The Link Between Heartburn and Cancer
Why heartburn or reflux can cause cancer
Heartburn occurs when fluid splashes back up from the stomach into the esophagus, the long feeding tube that connects the stomach and throat, sometimes causing a burning sensation.
In research from scientists at University of Texas Southwestern Medical Center and the Dallas Veterans Affairs Medical Center, researchers discovered that people with acid reflux disease, particularly those with a complication of acid reflux called Barrett's esophagus, have altered cells in their esophagus containing shortened telomeres, the ending sequences in DNA strands. Combined with related research, the findings indicate that the shortened sequences might allow other cells more prone to cancer to take over.
An award winning video series from the Mayo Clinic explains what Barrett's Esophagus is and how to treat it.
Twenty years ago, the most common type of esophageal cancer was squamous cancer, which arises from the squamous mucosa that lines the normal esophagus. But in the past 10 to 15 years, there has been a 350 percent increase in adenocarcinoma of the esophagus, a type of cancer that is related to the cellular changes in the esophagus that are the hallmark of Barrett’s Esophagus and arise from gastroesophageal reflux disease.
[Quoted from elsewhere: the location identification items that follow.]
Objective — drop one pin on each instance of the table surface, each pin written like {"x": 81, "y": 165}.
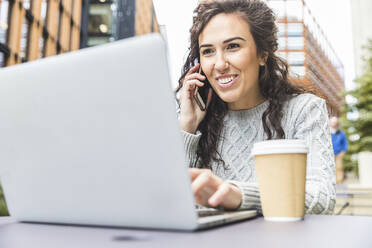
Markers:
{"x": 315, "y": 231}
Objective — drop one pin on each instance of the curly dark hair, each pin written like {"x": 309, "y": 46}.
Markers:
{"x": 273, "y": 76}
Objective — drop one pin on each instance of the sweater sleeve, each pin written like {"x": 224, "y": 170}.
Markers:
{"x": 312, "y": 125}
{"x": 191, "y": 142}
{"x": 344, "y": 142}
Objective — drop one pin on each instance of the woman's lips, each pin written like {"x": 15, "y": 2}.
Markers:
{"x": 228, "y": 85}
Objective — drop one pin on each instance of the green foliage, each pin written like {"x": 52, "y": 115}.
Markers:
{"x": 359, "y": 130}
{"x": 3, "y": 208}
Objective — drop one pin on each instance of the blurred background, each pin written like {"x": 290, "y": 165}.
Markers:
{"x": 326, "y": 43}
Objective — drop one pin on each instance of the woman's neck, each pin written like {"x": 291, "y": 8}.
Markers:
{"x": 251, "y": 102}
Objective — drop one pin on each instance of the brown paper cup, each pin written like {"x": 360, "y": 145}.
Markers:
{"x": 281, "y": 172}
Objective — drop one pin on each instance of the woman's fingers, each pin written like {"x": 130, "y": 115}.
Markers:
{"x": 193, "y": 69}
{"x": 222, "y": 192}
{"x": 201, "y": 181}
{"x": 209, "y": 97}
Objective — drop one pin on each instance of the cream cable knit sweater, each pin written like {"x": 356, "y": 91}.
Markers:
{"x": 305, "y": 117}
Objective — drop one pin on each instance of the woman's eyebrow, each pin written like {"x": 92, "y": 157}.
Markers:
{"x": 226, "y": 41}
{"x": 234, "y": 38}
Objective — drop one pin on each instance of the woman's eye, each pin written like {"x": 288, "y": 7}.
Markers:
{"x": 207, "y": 51}
{"x": 232, "y": 46}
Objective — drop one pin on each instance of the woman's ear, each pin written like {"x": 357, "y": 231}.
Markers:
{"x": 263, "y": 58}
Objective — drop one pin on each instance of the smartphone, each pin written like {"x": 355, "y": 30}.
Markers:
{"x": 201, "y": 93}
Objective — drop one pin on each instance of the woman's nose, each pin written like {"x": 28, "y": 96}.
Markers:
{"x": 221, "y": 63}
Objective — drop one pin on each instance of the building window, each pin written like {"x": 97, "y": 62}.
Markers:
{"x": 294, "y": 9}
{"x": 282, "y": 43}
{"x": 282, "y": 55}
{"x": 281, "y": 29}
{"x": 295, "y": 43}
{"x": 24, "y": 35}
{"x": 296, "y": 58}
{"x": 297, "y": 71}
{"x": 100, "y": 25}
{"x": 278, "y": 7}
{"x": 294, "y": 29}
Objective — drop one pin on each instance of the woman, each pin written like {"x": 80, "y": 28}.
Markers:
{"x": 251, "y": 100}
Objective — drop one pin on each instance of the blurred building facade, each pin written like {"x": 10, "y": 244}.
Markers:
{"x": 109, "y": 20}
{"x": 311, "y": 58}
{"x": 361, "y": 27}
{"x": 32, "y": 29}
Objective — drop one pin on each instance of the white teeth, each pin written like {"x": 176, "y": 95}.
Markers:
{"x": 225, "y": 80}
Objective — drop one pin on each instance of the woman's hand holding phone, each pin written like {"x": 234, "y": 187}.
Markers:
{"x": 191, "y": 114}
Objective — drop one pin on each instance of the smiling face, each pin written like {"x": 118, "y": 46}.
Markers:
{"x": 229, "y": 59}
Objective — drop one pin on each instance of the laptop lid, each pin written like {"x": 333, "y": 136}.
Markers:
{"x": 91, "y": 137}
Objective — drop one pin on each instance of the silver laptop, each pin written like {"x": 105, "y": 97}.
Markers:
{"x": 92, "y": 137}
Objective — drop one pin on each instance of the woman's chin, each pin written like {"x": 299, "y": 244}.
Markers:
{"x": 228, "y": 98}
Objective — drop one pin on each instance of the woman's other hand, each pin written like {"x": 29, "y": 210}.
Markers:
{"x": 211, "y": 191}
{"x": 191, "y": 115}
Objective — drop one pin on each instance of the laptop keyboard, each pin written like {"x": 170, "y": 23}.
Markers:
{"x": 209, "y": 212}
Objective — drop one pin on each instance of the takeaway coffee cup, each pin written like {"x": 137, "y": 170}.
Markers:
{"x": 281, "y": 172}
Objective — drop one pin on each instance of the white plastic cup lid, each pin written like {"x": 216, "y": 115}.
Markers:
{"x": 280, "y": 146}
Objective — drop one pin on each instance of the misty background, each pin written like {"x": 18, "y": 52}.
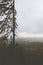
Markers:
{"x": 30, "y": 16}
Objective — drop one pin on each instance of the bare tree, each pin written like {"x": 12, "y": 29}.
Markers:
{"x": 7, "y": 18}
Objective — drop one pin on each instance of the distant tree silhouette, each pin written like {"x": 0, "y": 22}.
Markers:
{"x": 8, "y": 20}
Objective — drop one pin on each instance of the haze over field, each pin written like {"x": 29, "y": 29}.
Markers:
{"x": 30, "y": 37}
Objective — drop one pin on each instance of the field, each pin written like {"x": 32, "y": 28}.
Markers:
{"x": 24, "y": 53}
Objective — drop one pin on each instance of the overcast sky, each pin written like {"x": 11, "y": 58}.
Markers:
{"x": 30, "y": 16}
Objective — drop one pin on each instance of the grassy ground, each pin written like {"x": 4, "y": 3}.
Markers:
{"x": 22, "y": 54}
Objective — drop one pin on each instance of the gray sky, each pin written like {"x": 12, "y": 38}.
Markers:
{"x": 30, "y": 15}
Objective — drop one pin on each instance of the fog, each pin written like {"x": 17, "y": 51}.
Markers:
{"x": 30, "y": 16}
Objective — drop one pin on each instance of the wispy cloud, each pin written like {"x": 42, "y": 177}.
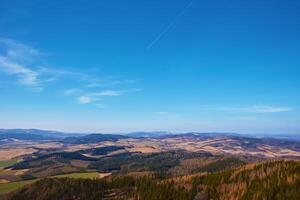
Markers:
{"x": 105, "y": 83}
{"x": 257, "y": 109}
{"x": 84, "y": 99}
{"x": 20, "y": 60}
{"x": 97, "y": 96}
{"x": 23, "y": 62}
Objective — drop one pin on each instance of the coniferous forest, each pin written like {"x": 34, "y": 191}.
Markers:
{"x": 275, "y": 180}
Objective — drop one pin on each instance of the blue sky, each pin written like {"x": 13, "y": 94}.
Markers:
{"x": 180, "y": 65}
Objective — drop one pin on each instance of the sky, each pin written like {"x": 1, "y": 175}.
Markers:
{"x": 117, "y": 66}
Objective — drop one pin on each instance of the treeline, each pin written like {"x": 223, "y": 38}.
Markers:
{"x": 278, "y": 180}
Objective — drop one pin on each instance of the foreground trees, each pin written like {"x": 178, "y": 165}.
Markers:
{"x": 272, "y": 180}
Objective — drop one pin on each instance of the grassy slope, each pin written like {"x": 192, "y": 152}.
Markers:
{"x": 6, "y": 163}
{"x": 8, "y": 187}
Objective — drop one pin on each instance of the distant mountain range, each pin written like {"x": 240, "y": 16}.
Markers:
{"x": 77, "y": 138}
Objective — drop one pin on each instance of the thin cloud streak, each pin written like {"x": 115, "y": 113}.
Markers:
{"x": 19, "y": 60}
{"x": 169, "y": 26}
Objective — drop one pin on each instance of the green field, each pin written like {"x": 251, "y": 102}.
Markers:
{"x": 8, "y": 187}
{"x": 79, "y": 175}
{"x": 6, "y": 163}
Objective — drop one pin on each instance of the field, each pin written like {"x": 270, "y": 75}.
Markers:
{"x": 90, "y": 175}
{"x": 8, "y": 187}
{"x": 6, "y": 163}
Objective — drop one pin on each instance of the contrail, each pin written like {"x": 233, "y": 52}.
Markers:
{"x": 167, "y": 28}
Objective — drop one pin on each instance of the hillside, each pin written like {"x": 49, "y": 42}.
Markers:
{"x": 272, "y": 180}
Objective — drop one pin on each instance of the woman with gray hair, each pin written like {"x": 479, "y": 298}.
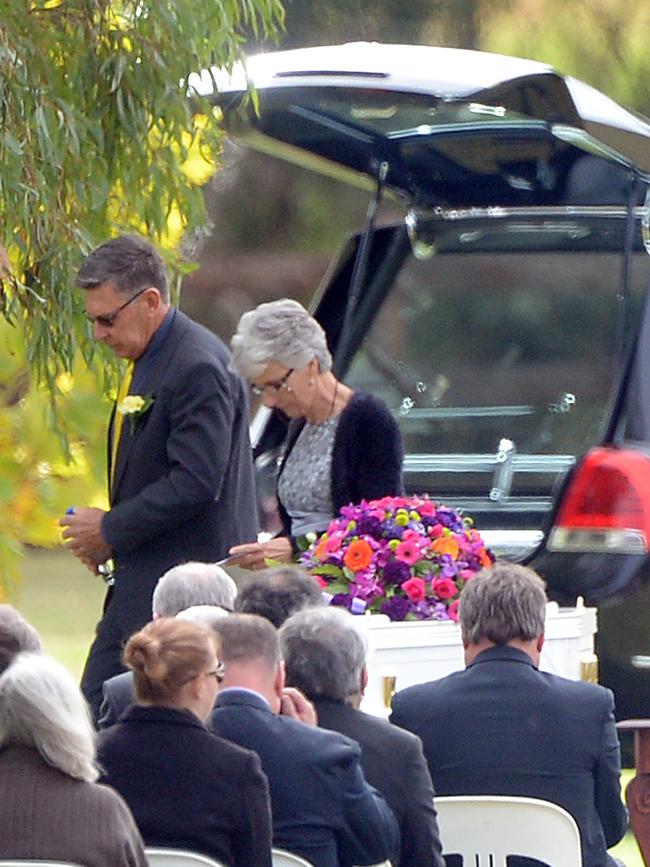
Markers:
{"x": 342, "y": 446}
{"x": 50, "y": 805}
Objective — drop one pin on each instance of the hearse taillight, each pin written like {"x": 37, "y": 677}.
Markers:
{"x": 606, "y": 506}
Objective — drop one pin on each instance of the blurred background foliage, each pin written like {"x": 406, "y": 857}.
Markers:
{"x": 97, "y": 137}
{"x": 97, "y": 141}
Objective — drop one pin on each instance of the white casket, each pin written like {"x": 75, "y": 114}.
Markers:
{"x": 402, "y": 654}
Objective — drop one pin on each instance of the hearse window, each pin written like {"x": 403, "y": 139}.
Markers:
{"x": 499, "y": 364}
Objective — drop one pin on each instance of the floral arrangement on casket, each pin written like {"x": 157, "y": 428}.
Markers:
{"x": 406, "y": 557}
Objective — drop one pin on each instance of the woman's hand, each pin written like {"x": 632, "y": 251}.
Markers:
{"x": 253, "y": 555}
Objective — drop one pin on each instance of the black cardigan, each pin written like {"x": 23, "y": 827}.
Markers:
{"x": 366, "y": 458}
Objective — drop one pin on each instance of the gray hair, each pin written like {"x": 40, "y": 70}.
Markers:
{"x": 278, "y": 592}
{"x": 206, "y": 615}
{"x": 193, "y": 584}
{"x": 129, "y": 262}
{"x": 16, "y": 636}
{"x": 281, "y": 331}
{"x": 248, "y": 638}
{"x": 324, "y": 653}
{"x": 41, "y": 707}
{"x": 501, "y": 604}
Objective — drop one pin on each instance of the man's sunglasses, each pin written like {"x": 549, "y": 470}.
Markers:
{"x": 107, "y": 320}
{"x": 278, "y": 385}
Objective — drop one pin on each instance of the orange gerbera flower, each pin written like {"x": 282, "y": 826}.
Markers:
{"x": 446, "y": 545}
{"x": 358, "y": 556}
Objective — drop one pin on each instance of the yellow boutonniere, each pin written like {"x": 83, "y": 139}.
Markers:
{"x": 134, "y": 406}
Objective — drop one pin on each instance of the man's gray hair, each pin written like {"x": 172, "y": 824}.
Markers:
{"x": 206, "y": 615}
{"x": 16, "y": 636}
{"x": 193, "y": 584}
{"x": 324, "y": 653}
{"x": 248, "y": 638}
{"x": 501, "y": 604}
{"x": 129, "y": 262}
{"x": 281, "y": 331}
{"x": 42, "y": 707}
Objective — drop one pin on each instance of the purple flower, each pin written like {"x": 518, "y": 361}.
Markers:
{"x": 391, "y": 530}
{"x": 396, "y": 608}
{"x": 396, "y": 571}
{"x": 369, "y": 525}
{"x": 440, "y": 611}
{"x": 342, "y": 599}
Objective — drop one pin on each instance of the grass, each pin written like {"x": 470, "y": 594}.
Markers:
{"x": 63, "y": 601}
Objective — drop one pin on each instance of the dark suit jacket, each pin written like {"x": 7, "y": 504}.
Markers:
{"x": 392, "y": 762}
{"x": 117, "y": 696}
{"x": 366, "y": 456}
{"x": 183, "y": 486}
{"x": 188, "y": 788}
{"x": 502, "y": 727}
{"x": 322, "y": 807}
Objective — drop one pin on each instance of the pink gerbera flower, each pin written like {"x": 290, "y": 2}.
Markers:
{"x": 408, "y": 552}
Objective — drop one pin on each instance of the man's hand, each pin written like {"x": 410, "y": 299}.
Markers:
{"x": 82, "y": 531}
{"x": 295, "y": 705}
{"x": 253, "y": 555}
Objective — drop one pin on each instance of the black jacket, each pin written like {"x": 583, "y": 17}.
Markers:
{"x": 323, "y": 810}
{"x": 366, "y": 458}
{"x": 393, "y": 763}
{"x": 188, "y": 788}
{"x": 502, "y": 727}
{"x": 183, "y": 484}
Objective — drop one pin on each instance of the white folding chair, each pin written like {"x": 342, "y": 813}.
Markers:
{"x": 282, "y": 858}
{"x": 485, "y": 829}
{"x": 159, "y": 857}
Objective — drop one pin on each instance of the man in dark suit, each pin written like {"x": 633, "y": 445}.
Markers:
{"x": 179, "y": 460}
{"x": 324, "y": 654}
{"x": 502, "y": 727}
{"x": 181, "y": 587}
{"x": 323, "y": 809}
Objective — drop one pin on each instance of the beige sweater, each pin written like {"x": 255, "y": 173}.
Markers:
{"x": 46, "y": 814}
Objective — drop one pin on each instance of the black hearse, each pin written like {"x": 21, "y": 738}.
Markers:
{"x": 505, "y": 319}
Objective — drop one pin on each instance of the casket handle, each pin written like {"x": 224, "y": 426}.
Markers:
{"x": 388, "y": 683}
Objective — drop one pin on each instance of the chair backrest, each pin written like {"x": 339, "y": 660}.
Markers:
{"x": 485, "y": 829}
{"x": 158, "y": 857}
{"x": 282, "y": 858}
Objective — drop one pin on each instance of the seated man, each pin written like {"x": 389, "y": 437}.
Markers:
{"x": 16, "y": 636}
{"x": 323, "y": 809}
{"x": 502, "y": 727}
{"x": 181, "y": 587}
{"x": 277, "y": 593}
{"x": 325, "y": 657}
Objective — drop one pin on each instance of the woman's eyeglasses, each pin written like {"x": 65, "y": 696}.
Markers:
{"x": 276, "y": 386}
{"x": 217, "y": 673}
{"x": 107, "y": 320}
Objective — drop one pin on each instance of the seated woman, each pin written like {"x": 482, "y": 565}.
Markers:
{"x": 187, "y": 787}
{"x": 50, "y": 805}
{"x": 342, "y": 446}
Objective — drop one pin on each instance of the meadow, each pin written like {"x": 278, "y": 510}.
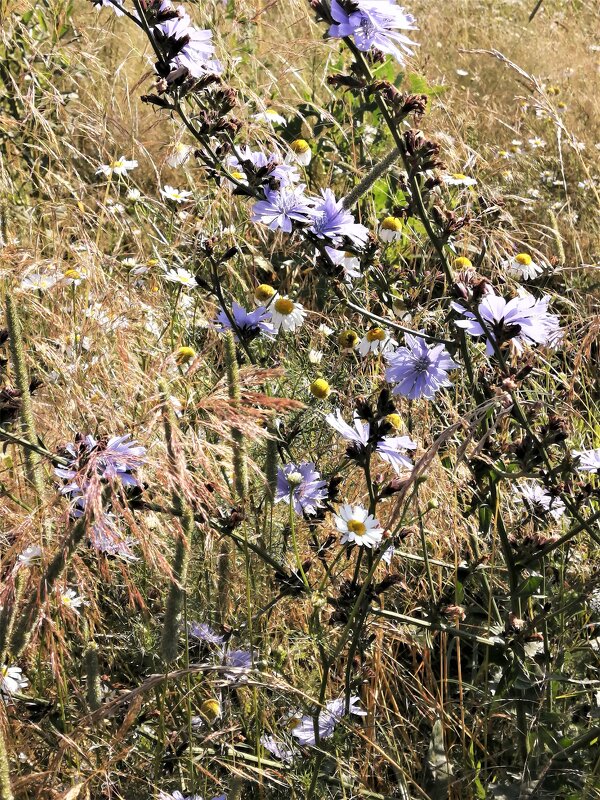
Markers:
{"x": 299, "y": 400}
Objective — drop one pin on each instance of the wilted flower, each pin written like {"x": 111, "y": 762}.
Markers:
{"x": 282, "y": 207}
{"x": 539, "y": 500}
{"x": 302, "y": 486}
{"x": 357, "y": 526}
{"x": 390, "y": 449}
{"x": 31, "y": 555}
{"x": 333, "y": 713}
{"x": 39, "y": 282}
{"x": 182, "y": 277}
{"x": 203, "y": 631}
{"x": 286, "y": 315}
{"x": 11, "y": 680}
{"x": 179, "y": 154}
{"x": 377, "y": 340}
{"x": 374, "y": 24}
{"x": 119, "y": 167}
{"x": 524, "y": 320}
{"x": 588, "y": 460}
{"x": 390, "y": 229}
{"x": 248, "y": 323}
{"x": 175, "y": 195}
{"x": 278, "y": 748}
{"x": 523, "y": 267}
{"x": 271, "y": 116}
{"x": 70, "y": 599}
{"x": 418, "y": 370}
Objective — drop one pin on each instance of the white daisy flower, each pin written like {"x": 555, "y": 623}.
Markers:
{"x": 175, "y": 195}
{"x": 377, "y": 340}
{"x": 357, "y": 526}
{"x": 38, "y": 282}
{"x": 458, "y": 179}
{"x": 286, "y": 315}
{"x": 271, "y": 116}
{"x": 523, "y": 267}
{"x": 70, "y": 599}
{"x": 181, "y": 276}
{"x": 179, "y": 154}
{"x": 11, "y": 680}
{"x": 119, "y": 167}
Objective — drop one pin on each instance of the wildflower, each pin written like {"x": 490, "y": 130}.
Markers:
{"x": 203, "y": 631}
{"x": 390, "y": 229}
{"x": 270, "y": 115}
{"x": 175, "y": 195}
{"x": 523, "y": 267}
{"x": 11, "y": 680}
{"x": 301, "y": 151}
{"x": 184, "y": 354}
{"x": 333, "y": 713}
{"x": 377, "y": 340}
{"x": 589, "y": 460}
{"x": 277, "y": 748}
{"x": 38, "y": 282}
{"x": 119, "y": 167}
{"x": 462, "y": 263}
{"x": 522, "y": 320}
{"x": 182, "y": 277}
{"x": 332, "y": 221}
{"x": 458, "y": 179}
{"x": 418, "y": 370}
{"x": 179, "y": 154}
{"x": 390, "y": 449}
{"x": 320, "y": 389}
{"x": 348, "y": 339}
{"x": 374, "y": 24}
{"x": 31, "y": 555}
{"x": 282, "y": 207}
{"x": 357, "y": 526}
{"x": 302, "y": 486}
{"x": 539, "y": 500}
{"x": 249, "y": 323}
{"x": 359, "y": 434}
{"x": 70, "y": 599}
{"x": 264, "y": 293}
{"x": 286, "y": 315}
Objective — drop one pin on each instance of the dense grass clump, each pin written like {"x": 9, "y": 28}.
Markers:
{"x": 299, "y": 400}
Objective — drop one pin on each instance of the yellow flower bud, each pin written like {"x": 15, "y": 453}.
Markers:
{"x": 320, "y": 389}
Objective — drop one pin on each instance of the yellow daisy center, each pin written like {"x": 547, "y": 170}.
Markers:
{"x": 376, "y": 335}
{"x": 524, "y": 259}
{"x": 284, "y": 306}
{"x": 357, "y": 527}
{"x": 320, "y": 389}
{"x": 391, "y": 224}
{"x": 264, "y": 292}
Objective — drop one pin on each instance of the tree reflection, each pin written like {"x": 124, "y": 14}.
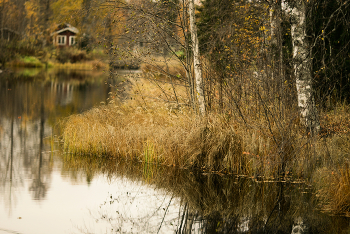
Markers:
{"x": 38, "y": 187}
{"x": 210, "y": 203}
{"x": 30, "y": 108}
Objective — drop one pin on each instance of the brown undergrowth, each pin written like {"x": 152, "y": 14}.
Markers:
{"x": 147, "y": 129}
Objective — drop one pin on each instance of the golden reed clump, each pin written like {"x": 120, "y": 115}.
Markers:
{"x": 158, "y": 136}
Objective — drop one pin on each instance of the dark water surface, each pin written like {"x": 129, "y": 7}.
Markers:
{"x": 43, "y": 190}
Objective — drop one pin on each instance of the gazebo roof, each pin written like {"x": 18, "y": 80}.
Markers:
{"x": 65, "y": 27}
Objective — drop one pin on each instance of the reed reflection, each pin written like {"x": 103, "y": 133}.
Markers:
{"x": 210, "y": 203}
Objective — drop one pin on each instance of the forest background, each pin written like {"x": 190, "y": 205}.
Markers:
{"x": 258, "y": 88}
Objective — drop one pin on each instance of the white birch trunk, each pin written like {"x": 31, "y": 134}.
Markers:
{"x": 302, "y": 67}
{"x": 196, "y": 59}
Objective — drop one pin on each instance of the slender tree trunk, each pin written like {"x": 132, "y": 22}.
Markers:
{"x": 196, "y": 59}
{"x": 302, "y": 67}
{"x": 277, "y": 73}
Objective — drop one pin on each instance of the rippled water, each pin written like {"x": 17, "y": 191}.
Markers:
{"x": 44, "y": 190}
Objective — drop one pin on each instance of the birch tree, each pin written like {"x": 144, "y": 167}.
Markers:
{"x": 302, "y": 67}
{"x": 196, "y": 59}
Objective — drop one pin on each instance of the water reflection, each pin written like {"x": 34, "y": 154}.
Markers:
{"x": 190, "y": 202}
{"x": 46, "y": 191}
{"x": 30, "y": 108}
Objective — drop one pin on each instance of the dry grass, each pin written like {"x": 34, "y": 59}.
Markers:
{"x": 154, "y": 125}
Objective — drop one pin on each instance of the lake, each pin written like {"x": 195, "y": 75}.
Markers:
{"x": 45, "y": 190}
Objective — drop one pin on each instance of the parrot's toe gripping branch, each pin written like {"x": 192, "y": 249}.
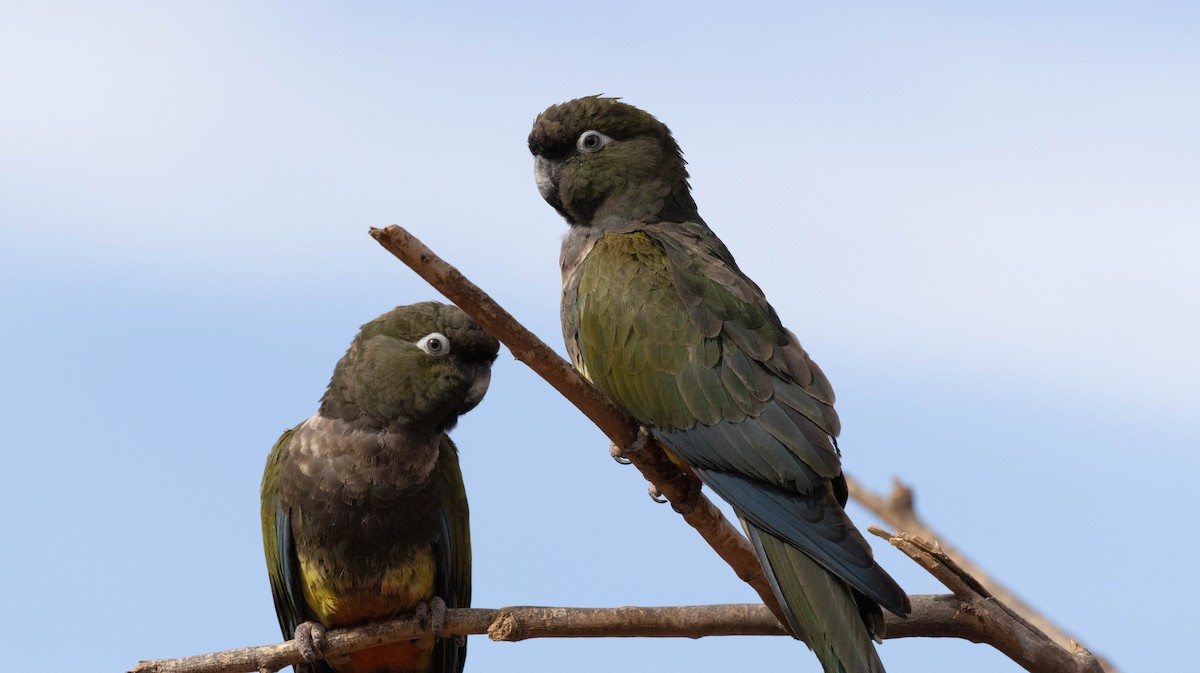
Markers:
{"x": 432, "y": 614}
{"x": 655, "y": 494}
{"x": 310, "y": 638}
{"x": 618, "y": 454}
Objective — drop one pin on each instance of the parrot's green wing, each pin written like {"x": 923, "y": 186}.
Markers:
{"x": 282, "y": 565}
{"x": 453, "y": 552}
{"x": 678, "y": 336}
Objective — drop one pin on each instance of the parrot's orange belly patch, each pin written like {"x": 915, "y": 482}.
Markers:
{"x": 394, "y": 658}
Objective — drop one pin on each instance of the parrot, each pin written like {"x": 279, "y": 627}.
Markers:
{"x": 659, "y": 317}
{"x": 364, "y": 508}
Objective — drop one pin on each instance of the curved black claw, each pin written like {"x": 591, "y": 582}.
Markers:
{"x": 311, "y": 641}
{"x": 655, "y": 494}
{"x": 432, "y": 614}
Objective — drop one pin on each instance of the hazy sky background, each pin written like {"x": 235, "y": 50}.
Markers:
{"x": 982, "y": 221}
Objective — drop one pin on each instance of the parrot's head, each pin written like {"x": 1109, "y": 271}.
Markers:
{"x": 417, "y": 367}
{"x": 599, "y": 160}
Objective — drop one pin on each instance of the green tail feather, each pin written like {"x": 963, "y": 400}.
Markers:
{"x": 820, "y": 607}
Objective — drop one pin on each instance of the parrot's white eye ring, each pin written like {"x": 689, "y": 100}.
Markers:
{"x": 435, "y": 343}
{"x": 592, "y": 142}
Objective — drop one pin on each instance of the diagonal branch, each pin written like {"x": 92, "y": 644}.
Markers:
{"x": 682, "y": 488}
{"x": 899, "y": 511}
{"x": 1007, "y": 631}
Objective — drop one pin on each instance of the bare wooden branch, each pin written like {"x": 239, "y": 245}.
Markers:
{"x": 933, "y": 616}
{"x": 681, "y": 487}
{"x": 899, "y": 511}
{"x": 1003, "y": 628}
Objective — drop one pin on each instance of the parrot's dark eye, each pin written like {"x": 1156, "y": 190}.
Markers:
{"x": 435, "y": 343}
{"x": 592, "y": 142}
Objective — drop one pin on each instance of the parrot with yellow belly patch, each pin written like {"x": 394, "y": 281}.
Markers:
{"x": 364, "y": 508}
{"x": 658, "y": 314}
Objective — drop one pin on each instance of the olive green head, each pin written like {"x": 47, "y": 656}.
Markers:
{"x": 415, "y": 367}
{"x": 599, "y": 160}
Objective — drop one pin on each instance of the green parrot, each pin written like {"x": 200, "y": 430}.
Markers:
{"x": 658, "y": 316}
{"x": 364, "y": 509}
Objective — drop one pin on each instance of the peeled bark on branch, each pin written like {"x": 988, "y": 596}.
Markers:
{"x": 899, "y": 510}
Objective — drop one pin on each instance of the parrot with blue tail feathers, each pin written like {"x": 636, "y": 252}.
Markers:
{"x": 659, "y": 317}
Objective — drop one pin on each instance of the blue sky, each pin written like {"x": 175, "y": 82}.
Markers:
{"x": 982, "y": 221}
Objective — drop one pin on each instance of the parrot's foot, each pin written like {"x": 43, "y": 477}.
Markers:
{"x": 311, "y": 641}
{"x": 655, "y": 494}
{"x": 432, "y": 614}
{"x": 643, "y": 438}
It is now the most common form of esophageal cancer, occurring in 80 percent to 90 percent of patients. This increase in esophageal adenocarcinoma mirrors the rise of the obesity epidemic. According to estimates put forth in a study published in the American Gastroenterological Association (AGA) journal Gastroenterology, more than 3 million Americans are living with Barrett's esophagus, a condition that can lead to esophageal cancer.
According to study findings, Barrett's was nearly twice as prevalent in people with symptoms of reflux and those who had esophagitis than those who did not. However, more than 40 percent of those who presented with the disease had no prior symptoms of reflux--giving credence to the theory that Barrett's can significantly impact people who present with no symptoms and that screening only those with reflux will not effectively capture all cases. And the risk of developing cancer may be even greater for patients who once experienced heartburn or other symptoms of reflux and then discover that those symptoms have gone away. It may be a sign that the tissue lining the esophagus has gotten accustomed to the reflux and has changed to resemble the lining of the stomach.
'Silent reflux' may be the cause of sleep disturbances in patients with unexplained sleep disorders. Some researchers recommend that all patients with sleep apnea should be evaluated for gastroesophageal reflux. In addition, many people may not realize that symptoms such as chronic cough, hoarseness or chest pain can be caused by reflux disease, because they do not experience classic heartburn symptoms or regurgitation.